Owing to the low surface gravity of the Rosetta target comet 46P/Wirtanen, a means of anchoring the Rosetta Lander to the cometary surface will be necessary. This task can be accomplished by firing an anchor into the cometary soil immediately after touchdown to prevent a rebound of the spacecraft from the surface or subsequent ejection by other forces, and to allow for mechanical activities (drilling, etc.) at the landing site.The rationale for anchoring is examined, based on estimates of the main forces likely to act on the spacecraft after landing. We report on the development of an anchoring device using a pyrotechnic gas generator as a power source and an instrumented anchor.In addition to the anchoring function, which is the primary purpose of this system, the integration of acceleration and temperature sensors into the tip offers the possibility to determine some important material properties of the cometary surface layer.

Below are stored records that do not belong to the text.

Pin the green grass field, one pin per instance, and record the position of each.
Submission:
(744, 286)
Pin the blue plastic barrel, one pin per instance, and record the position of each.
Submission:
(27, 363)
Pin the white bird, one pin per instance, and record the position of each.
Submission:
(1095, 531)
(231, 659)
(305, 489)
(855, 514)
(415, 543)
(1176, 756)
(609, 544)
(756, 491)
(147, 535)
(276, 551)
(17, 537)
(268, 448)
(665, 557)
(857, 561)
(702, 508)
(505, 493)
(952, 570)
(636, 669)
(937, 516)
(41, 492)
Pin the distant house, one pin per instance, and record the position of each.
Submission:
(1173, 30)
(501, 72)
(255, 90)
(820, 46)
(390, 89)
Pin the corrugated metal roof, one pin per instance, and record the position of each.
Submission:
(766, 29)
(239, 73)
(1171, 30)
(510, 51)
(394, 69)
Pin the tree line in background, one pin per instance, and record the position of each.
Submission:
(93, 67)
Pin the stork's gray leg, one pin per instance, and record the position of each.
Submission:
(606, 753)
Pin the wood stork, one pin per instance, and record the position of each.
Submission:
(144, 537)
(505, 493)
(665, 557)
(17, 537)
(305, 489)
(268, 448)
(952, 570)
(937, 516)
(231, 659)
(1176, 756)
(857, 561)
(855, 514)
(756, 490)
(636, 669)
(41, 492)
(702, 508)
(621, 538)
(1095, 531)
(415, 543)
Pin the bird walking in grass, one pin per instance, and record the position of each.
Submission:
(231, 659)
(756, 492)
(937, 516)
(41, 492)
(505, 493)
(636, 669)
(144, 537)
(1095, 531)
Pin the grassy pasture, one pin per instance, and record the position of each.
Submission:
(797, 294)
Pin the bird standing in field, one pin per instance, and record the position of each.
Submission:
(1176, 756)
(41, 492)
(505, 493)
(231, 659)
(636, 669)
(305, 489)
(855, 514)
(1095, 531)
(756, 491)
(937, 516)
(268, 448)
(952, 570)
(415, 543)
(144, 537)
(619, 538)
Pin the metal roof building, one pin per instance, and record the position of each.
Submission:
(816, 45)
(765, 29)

The accelerometer is designed to measure the deceleration history of the projectile and is thus expected to give information on how the material properties (in particular strength) change within the penetrated layer(s), while the temperature sensor will measure temperature variations at the depth at which the anchor finally comes to rest. As the mechanical properties of the material are not known, it is difficult to predict the final depth of the anchor with any great certainty, but it may well be greater than that reached by any other of the lander's instruments.The instrumented anchor will be part of the MUPUS experiment, selected to form part of the Rosetta Lander payload. We report on results of laboratory simulations of anchor penetration performed at the Institut für Weltraumforschung, Graz, and compare these with models of projectile penetration. The value of the results expected from the penetrometry experiment in the context of an improved understanding of cometary processes is discussed.